New York Mets general manager Zack Scott is on the field before the game between the New York Mets and the Chicago Cubs at Citi Field on June 16, 2021 in the Flushing neighborhood of the Queens borough of New York City.
Elsa | Getty Images
Zack Scott, the former acting general manager for the New York Mets, was found not guilty Thursday morning in a DWI case that had led to his firing from that baseball team after a tenure of less than one year.
Scott reportedly was ordered by the judge in the case to pay two fines for traffic violations.
In a statement issued after the verdict in a Westchester County court, where he went on trial last month, Zack said, “I am thankful for today’s verdict.”
“Nonetheless, I regret choices I made on August 31, resulting in circumstances that led to my arrest,” Zack said. “Professionally, I’m grateful to Sandy Alderson for the opportunity to lead baseball operations for the Mets and wish my former teammates nothing but the best going forward.”
The verdict came weeks after Scott’s trial on several drinking and driving charges.
During that trial, Scott’s lawyer reportedly argued he had not failed a standard field sobriety test administered by police. Evidence from police bodycam footage also reportedly did not reflect the idea that Scott was intoxicated.
The verdict had been delayed as a result of Scott testing positive for Covid-19 in mid-December, according to media reports.
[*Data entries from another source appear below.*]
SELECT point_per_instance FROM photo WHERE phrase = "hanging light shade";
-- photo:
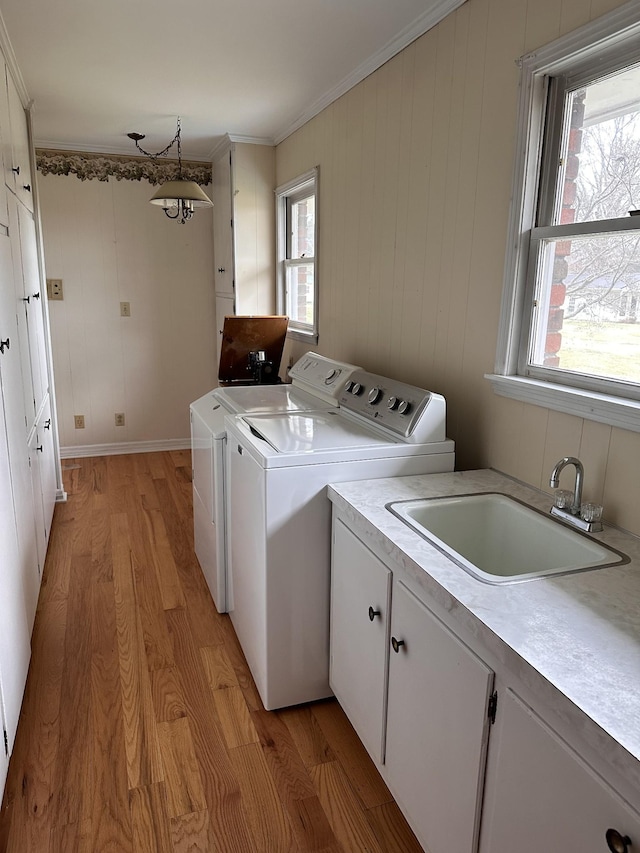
(178, 198)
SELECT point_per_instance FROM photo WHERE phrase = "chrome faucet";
(577, 491)
(573, 514)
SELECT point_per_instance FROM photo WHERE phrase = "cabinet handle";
(616, 842)
(396, 644)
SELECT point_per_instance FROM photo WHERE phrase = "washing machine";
(316, 383)
(279, 517)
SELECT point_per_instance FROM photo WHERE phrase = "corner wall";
(109, 245)
(414, 190)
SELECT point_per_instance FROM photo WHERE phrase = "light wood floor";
(141, 728)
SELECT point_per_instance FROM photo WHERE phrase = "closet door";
(15, 646)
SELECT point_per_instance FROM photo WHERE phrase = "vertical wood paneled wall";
(109, 245)
(415, 179)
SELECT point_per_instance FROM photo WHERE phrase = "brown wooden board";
(242, 335)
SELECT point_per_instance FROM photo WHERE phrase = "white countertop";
(578, 634)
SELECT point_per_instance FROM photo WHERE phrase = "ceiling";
(254, 69)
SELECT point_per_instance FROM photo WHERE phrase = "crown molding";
(12, 65)
(225, 142)
(436, 13)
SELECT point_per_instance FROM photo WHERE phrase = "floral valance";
(101, 167)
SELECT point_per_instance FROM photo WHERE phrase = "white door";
(222, 225)
(14, 632)
(360, 602)
(437, 727)
(540, 792)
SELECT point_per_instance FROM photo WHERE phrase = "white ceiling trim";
(436, 13)
(12, 64)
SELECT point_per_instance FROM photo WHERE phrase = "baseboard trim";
(124, 447)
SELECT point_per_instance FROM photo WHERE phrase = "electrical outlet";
(54, 289)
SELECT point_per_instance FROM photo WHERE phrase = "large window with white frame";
(297, 271)
(570, 325)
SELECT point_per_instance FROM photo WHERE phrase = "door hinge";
(493, 707)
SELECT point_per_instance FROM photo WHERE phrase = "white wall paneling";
(109, 245)
(416, 167)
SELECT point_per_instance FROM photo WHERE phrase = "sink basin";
(499, 539)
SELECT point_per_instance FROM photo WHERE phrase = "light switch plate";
(54, 289)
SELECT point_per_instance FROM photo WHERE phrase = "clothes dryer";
(279, 517)
(316, 383)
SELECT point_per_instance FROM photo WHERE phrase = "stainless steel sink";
(499, 539)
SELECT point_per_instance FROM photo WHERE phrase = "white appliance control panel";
(410, 413)
(321, 376)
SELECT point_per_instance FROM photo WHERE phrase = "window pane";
(601, 151)
(587, 306)
(302, 224)
(300, 293)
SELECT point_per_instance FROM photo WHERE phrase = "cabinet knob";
(396, 644)
(616, 842)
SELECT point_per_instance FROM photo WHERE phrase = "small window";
(297, 266)
(571, 309)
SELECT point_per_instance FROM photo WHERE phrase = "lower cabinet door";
(437, 727)
(541, 796)
(360, 598)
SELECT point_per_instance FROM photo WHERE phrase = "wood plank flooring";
(141, 728)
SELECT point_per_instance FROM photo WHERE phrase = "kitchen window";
(297, 272)
(570, 325)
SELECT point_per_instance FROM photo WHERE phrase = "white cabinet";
(17, 159)
(14, 632)
(360, 611)
(244, 227)
(436, 690)
(540, 792)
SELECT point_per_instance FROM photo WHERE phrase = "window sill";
(615, 411)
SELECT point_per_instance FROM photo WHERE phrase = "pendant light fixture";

Scott was arrested at 4:30 a.m. Sept. 1 in White Plains, New York, in Westchester County, after being found stopped in his 2018 Toyota. Scott lives in the nearby suburb of Rye, and he was found near the police department in White Plains.
Hours before his arrest, Scott had been at the Connecticut home of Mets owner Steve Cohen, the former hedge-fund operator, for a charity event to benefit the Amazin’ Mets Foundation.
In addition to being charged with driving while intoxicated, which is a misdemeanor, Scott was issued a traffic ticket for allegedly “stopping/standing/parking on highway,” disobeying a traffic control device, and failing to notify the Department of Motor Vehicles about a change in address.
The Mets barred Scott from traveling with the team the day of his arrest, and placed him on leave on Sept. 2.
Scott had replaced former Mets GM Jared Porter, who was fired in January 2021 after he admitted sending unsolicited, explicit text messages to a female reporter when he worked for the Chicago Cubs in 2016.
The Mets two months later fired Scott.